All the things I’ve written about my separation so far have mostly been positive. Divorce isn’t easy, of course it isn’t, but for the most part for Will and I it seemed the right thing for us and we were able to remain mostly happy. This doesn’t mean I don’t have some bad times.
When we first separated my initial feeling was relief and peace. The decision removed so much stress, pressure and unhappiness for the both of us and the feeling of freedom was something I hadn’t experienced since I was a teenager. But now four months down the line reality has set in.
I’m so sad that my children don’t get to wake up with their daddy every day. And I’m sad that on the days they do wake up with him, their mummy isn’t there. I miss the family breakfasts and cuddles in bed, even those 5am wakeups when it’s still dark outside and everyone’s rubbing their eyes (well, not the kids). I miss the coffee machine which I gave Will custody of when he moved out (stupid idea). I miss someone else having responsibility of buying the milk for the mornings, something I seem to keep forgetting.
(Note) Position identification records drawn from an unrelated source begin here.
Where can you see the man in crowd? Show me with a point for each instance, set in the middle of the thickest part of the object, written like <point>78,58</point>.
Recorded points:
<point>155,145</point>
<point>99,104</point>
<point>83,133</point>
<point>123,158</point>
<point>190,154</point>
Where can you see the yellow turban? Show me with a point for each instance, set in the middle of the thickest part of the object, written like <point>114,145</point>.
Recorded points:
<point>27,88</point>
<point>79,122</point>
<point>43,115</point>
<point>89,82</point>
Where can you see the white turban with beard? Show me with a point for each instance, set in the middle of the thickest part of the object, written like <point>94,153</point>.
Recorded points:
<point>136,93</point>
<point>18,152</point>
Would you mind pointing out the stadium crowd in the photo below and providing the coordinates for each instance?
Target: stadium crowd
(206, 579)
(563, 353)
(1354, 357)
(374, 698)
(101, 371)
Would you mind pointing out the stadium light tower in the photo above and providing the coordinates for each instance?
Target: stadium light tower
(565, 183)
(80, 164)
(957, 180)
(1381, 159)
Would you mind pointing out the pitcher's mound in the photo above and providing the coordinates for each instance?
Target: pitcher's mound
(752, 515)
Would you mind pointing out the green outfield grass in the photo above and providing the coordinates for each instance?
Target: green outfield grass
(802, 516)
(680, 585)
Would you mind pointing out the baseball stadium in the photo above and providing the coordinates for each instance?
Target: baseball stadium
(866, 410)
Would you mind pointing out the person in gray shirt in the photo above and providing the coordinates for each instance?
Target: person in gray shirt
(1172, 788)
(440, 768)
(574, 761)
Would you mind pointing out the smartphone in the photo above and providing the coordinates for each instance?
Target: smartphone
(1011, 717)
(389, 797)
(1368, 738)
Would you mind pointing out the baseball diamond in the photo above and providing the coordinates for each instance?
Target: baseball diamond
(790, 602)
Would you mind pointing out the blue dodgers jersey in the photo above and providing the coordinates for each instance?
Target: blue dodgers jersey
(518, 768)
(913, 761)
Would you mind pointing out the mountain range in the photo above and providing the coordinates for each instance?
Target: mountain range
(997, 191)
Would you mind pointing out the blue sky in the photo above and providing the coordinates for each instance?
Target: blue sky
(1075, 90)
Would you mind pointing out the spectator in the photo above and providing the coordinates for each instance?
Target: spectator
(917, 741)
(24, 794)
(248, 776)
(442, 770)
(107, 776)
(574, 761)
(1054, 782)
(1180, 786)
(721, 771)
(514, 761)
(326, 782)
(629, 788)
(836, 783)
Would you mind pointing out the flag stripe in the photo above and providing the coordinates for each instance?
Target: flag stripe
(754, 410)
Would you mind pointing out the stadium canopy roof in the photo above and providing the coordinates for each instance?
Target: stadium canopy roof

I miss having someone around to bounce ideas off, especially when it comes to discipline. Someone to chat to when you’ve had a hell of a day and want to talk to a person who knows exactly how infuriating your gorgeous, beautiful children can be, and they know this because they are 50% them. Someone who will take over bath and bedtime for you because you just can’t take any more and need to sit in the garden with a glass of wine.
I miss having someone who knows me better than I know myself in the way that only your partner of 10 years can. I miss the camaraderie and companionship of sharing a life, two children and a home. I miss wearing my wedding ring and being able to refer to ‘my husband’. Most of all I miss my children having their daddy at home.
In the week that we have been filling out our divorce papers – I had to go through our ‘wedding box’ in the hunt for the marriage certificate which was particularly gruelling – I’ve been pondering what my wedding meant to me. You vow to be with someone for the rest of your life, in sickness and in health, til death do us part. It’s a bit embarrassing that I haven’t kept those vows. Not that I didn’t mean them at the time, of course I did. But does this mean I feel marriage is disposable? That it’s OK to renege on promises I made? I feel guilty that the sanctity of marraige, something I still believe in, has been tainted.
I’ve been finding it a minefield to read my old favourite blogs. I used to devour them like books, saving my favourites for nap times and bedtimes so I could sit down with a cup of tea and treat, reading them all in one go. But now each blogger’s account of a lovely family day out is a kick in the face. The smiley happy photos stab me in the heart. Because I won’t have that nuclear family anymore; mine is fragmented and separate.
Relationships with my old friends are difficult, too. Pretty much all our friends were – are – part of a couple. How do we navigate this situation? Do we both still get to be friends with the couple? Does he get the blokes and I get the ladies? Do we split the couples 50/50? As he lives in London now he naturally sees some friends more than I am logistically able to: will they forget me?
It’s shit, it really is. It’s a rollercoaster of emotions which isn’t helped by the early mornings, house renovations and the full-on days at the coalface of parenting. But as bad as it gets, as tired as I feel, as much as I struggle to fit in work, housework, budgeting, a new social life… it’s the right thing to do. And it will get easier.